Sandy Ryza emphasizes the necessity of software engineering principles to manage increasing complexity in modern data pipelines and ensure scalable data platforms.
The rise of unstructured data and AI will reshape data engineering, making intentional platform design and interoperability critical for future success.
Deep dives
Sandy's Journey in Data Engineering
Sandy shares his multifaceted career journey that has revolved around data engineering, starting as a software engineer building tools for complex data sets. After transitioning to a data practitioner role, he faced various challenges that fueled his desire to refocus on creating better tools. This culminated in his current work on Dagster, an orchestration and data management tool aimed at improving data pipelines. His experiences reflect a holistic understanding of both the technical and practical aspects of data engineering, positioning him as a thought leader in the field.
Understanding Data Complexity
One key insight is the complexity involved in handling large amounts of data, which often surpasses merely processing size. Sandy emphasizes that many practitioners face challenges with understanding the interconnections among diverse datasets and the multitude of processing steps needed to derive valuable insights. He recounts his experiences at Clover Health and Keep Trucking, where he built internal tools to manage this complexity, highlighting the importance of overcoming the traditional limitations of data handling. The growing intricate nature of data processing now requires innovative solutions to manage diverse and interrelated datasets effectively.
The Role of Data Pipelines and Dagster
Data pipelines are crucial for moving data from its raw forms to actionable insights within organizations. They involve not only effective data movement but also transformation processes that prepare data assets for decision-making and product functionalities. Dagster serves as a pivotal tool in orchestrating these data pipelines, ensuring a smooth flow from source data to intermediate and ultimate usable assets. This orchestration minimizes the disconnect often found in handling large datasets and aids in constructing a robust data management framework.
Future of Data Engineering and Best Practices
The future of data engineering is expected to see an increase in complexity due to the growth of unstructured data and AI applications, influencing how data is managed and utilized. Sandy advises aspiring data engineers to adopt software engineering practices for effective data management, highlighting the significance of intentional platform design from the outset. Organizations should strive for thoughtful data platforms that consider future scalability and complexity to preemptively address potential complications. Additionally, fostering 'software-defined data assets' through robust version control and testing will help streamline data architecture and maintain clarity as data ecosystems evolve.

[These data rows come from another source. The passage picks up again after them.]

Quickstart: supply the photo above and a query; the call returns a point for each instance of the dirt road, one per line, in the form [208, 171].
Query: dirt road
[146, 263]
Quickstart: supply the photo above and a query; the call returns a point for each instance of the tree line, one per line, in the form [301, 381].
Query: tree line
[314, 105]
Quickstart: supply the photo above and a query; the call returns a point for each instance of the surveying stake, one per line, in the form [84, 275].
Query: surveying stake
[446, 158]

In this episode of Product by Design, Kyle chats with Sandy Ryza, lead engineer on the Dagster project, author, and thought leader in data engineering. Sandy shares his journey through the world of data—from building big data tools at Cloudera to working as a data scientist, product manager, and engineer—and how those experiences led him to help create Dagster, an open-source data orchestration platform.
We discuss:
The evolution of data engineering and the growing complexity of modern data pipelines.
The role of AI and unstructured data in shaping the future of data platforms.
How organizations should think about data platforms to avoid costly rework.
Best practices for managing data complexity using software engineering principles.
The future of open-source tools in data infrastructure and the push toward interoperability.
Sandy Ryza Sandy is a lead engineer, author, and thought leader in the domain of data engineering. Sandy co-wrote “Advanced Analytics with PySpark” and “Advanced Analytics with Spark”. He led ML and data science teams at Cloudera, Remix, Clover Health, and KeepTruckin.
Sandy is currently the lead engineer on the Dagster project, an open-source data orchestration platform used in MLOps, data science, IOT and analytics. Sandy is a regular speaker at data engineering and ML conferences.